About the Role:
We are seeking a driven and passionate DevOps & Site Reliability Engineer (SRE) to join our growing team. You will play a key role in building, deploying, and maintaining our highly-scalable infrastructure across multiple cloud platforms (AWS, GCP). You will be responsible for automating software delivery pipelines, implementing continuous integration and continuous delivery (CI/CD) practices, and ensuring the reliability and performance of our systems.
Responsibilities:
Design, develop, and implement automated infrastructure provisioning and configuration management using tools like Terraform, Ansible.
Configure and manage Kubernetes clusters for containerized application deployments.
Implement CI/CD pipelines using tools like GitHub Actions, Jenkins, Helm charts
Monitor and optimize system performance using tools like Prometheus, Grafana, elastic stack and APM.

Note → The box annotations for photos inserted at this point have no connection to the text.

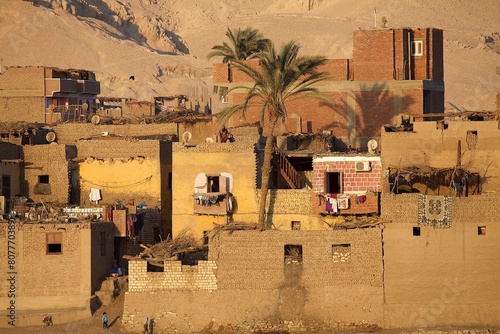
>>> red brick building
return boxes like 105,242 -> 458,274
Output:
213,28 -> 444,149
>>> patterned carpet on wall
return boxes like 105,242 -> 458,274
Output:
418,194 -> 452,228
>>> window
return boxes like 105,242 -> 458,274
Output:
46,232 -> 62,255
332,244 -> 351,263
99,232 -> 106,256
465,131 -> 477,150
285,245 -> 302,264
219,87 -> 229,103
325,172 -> 342,194
410,41 -> 424,56
38,175 -> 50,184
153,227 -> 161,244
207,176 -> 220,193
194,172 -> 233,194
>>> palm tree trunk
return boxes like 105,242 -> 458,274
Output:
259,117 -> 278,227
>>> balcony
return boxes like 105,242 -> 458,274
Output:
194,193 -> 233,216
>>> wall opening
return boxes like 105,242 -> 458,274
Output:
46,232 -> 62,255
292,221 -> 300,231
332,244 -> 351,263
38,175 -> 50,184
325,172 -> 342,194
147,261 -> 165,273
99,232 -> 106,256
285,245 -> 302,264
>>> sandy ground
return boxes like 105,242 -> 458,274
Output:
0,292 -> 130,334
0,0 -> 500,110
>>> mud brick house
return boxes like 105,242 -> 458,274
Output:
0,66 -> 101,124
0,220 -> 114,328
172,126 -> 382,240
213,28 -> 444,150
0,142 -> 22,216
381,120 -> 500,328
121,228 -> 384,333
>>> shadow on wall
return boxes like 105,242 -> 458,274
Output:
326,82 -> 415,151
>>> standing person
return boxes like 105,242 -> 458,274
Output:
102,312 -> 108,329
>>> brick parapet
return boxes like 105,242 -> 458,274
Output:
129,260 -> 217,292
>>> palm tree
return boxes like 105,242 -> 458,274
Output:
219,41 -> 329,226
208,28 -> 270,63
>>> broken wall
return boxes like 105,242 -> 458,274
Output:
381,193 -> 500,328
123,227 -> 383,332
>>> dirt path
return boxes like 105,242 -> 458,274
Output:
0,280 -> 129,334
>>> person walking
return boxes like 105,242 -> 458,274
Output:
102,312 -> 108,329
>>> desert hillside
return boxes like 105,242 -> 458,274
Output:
0,0 -> 500,110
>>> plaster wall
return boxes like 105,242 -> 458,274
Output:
77,140 -> 162,207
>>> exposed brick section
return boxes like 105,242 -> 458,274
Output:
312,157 -> 382,193
353,30 -> 394,81
128,260 -> 217,292
214,28 -> 444,140
23,143 -> 75,203
318,59 -> 349,81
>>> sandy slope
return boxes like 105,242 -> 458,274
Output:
0,0 -> 500,109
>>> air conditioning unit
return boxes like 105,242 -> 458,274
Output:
355,161 -> 372,172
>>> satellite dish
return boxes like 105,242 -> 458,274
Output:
367,139 -> 378,154
90,115 -> 101,125
45,131 -> 56,143
182,131 -> 192,144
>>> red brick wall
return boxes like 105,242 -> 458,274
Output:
318,59 -> 349,81
353,30 -> 394,81
429,29 -> 444,81
356,90 -> 394,137
312,157 -> 382,193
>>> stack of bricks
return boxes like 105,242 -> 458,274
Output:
128,260 -> 217,292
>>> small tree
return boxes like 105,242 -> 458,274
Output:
208,28 -> 270,63
219,41 -> 329,226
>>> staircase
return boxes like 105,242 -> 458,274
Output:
273,147 -> 306,189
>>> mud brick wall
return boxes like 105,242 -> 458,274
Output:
209,228 -> 382,290
0,67 -> 45,123
88,222 -> 115,294
381,193 -> 500,328
380,193 -> 500,225
128,260 -> 217,293
22,143 -> 73,203
53,123 -> 177,143
0,142 -> 21,160
255,189 -> 312,214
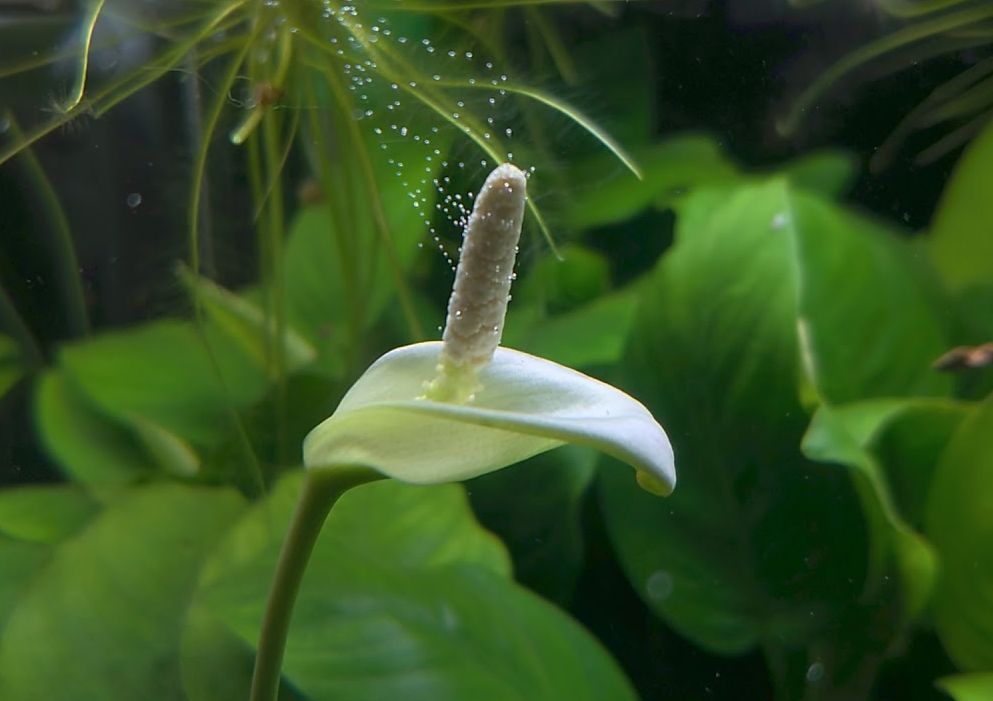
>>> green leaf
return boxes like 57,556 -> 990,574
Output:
304,342 -> 676,493
792,193 -> 951,402
35,370 -> 154,485
778,151 -> 859,197
180,268 -> 316,380
937,673 -> 993,701
514,244 -> 610,313
928,116 -> 993,292
0,485 -> 243,701
925,399 -> 993,671
602,180 -> 947,656
501,288 -> 638,368
0,487 -> 97,628
59,320 -> 268,444
0,334 -> 24,397
468,446 -> 596,603
0,486 -> 98,545
196,480 -> 634,701
565,134 -> 738,229
802,400 -> 964,617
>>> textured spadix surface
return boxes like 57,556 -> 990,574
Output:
444,163 -> 527,368
304,342 -> 676,494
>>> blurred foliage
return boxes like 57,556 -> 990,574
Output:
777,0 -> 993,171
0,0 -> 993,701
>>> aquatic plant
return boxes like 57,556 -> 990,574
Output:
251,164 -> 676,701
778,0 -> 993,170
0,0 -> 993,701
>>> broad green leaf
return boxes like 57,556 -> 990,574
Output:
925,399 -> 993,671
467,446 -> 596,603
304,342 -> 676,492
937,672 -> 993,701
792,192 -> 951,402
194,480 -> 634,701
0,487 -> 97,631
565,134 -> 738,229
180,268 -> 316,380
928,116 -> 993,292
0,486 -> 243,701
514,244 -> 610,314
0,486 -> 98,545
802,400 -> 954,616
502,288 -> 638,368
602,180 -> 947,660
35,370 -> 154,485
60,321 -> 268,444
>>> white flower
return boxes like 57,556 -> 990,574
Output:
304,164 -> 676,494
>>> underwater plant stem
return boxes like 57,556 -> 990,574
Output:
5,112 -> 90,336
62,0 -> 105,112
249,466 -> 382,701
0,285 -> 45,368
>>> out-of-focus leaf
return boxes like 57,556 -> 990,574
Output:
60,321 -> 268,444
0,487 -> 98,545
0,487 -> 97,628
514,244 -> 610,314
601,182 -> 864,653
565,134 -> 739,229
778,151 -> 859,197
502,288 -> 638,368
928,116 -> 993,293
602,180 -> 948,682
35,370 -> 154,485
925,398 -> 993,671
937,672 -> 993,701
788,192 -> 951,403
802,400 -> 949,616
180,268 -> 316,379
0,485 -> 243,701
468,446 -> 596,603
201,480 -> 634,701
283,114 -> 453,378
0,334 -> 24,397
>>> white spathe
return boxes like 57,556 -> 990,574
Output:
303,342 -> 676,494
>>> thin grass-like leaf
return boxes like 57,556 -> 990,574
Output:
6,113 -> 90,336
778,5 -> 993,135
63,0 -> 106,110
914,110 -> 993,165
442,81 -> 643,180
0,0 -> 245,165
876,0 -> 963,17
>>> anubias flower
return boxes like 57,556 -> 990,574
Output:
304,164 -> 676,494
251,164 -> 676,701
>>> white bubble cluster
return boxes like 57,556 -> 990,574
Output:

Investigate and troubleshoot system incidents and outages.
Develop and implement automation scripts for repetitive tasks.
Collaborate with developers and other engineers to ensure smooth deployments and operations.
Stay up-to-date with the latest trends and technologies in DevOps and SRE.
Required Skills and Experience:
2+ years of experience as a DevOps Engineer or SRE.
Strong understanding of cloud platforms (AWS, GCP) and their services.
Proficient in Kubernetes and container orchestration technologies.
Experience with Git and GitHub, ideally with GitHub Actions CI/CD workflows.
Experience with infrastructure as code (IaC) tools like Terraform.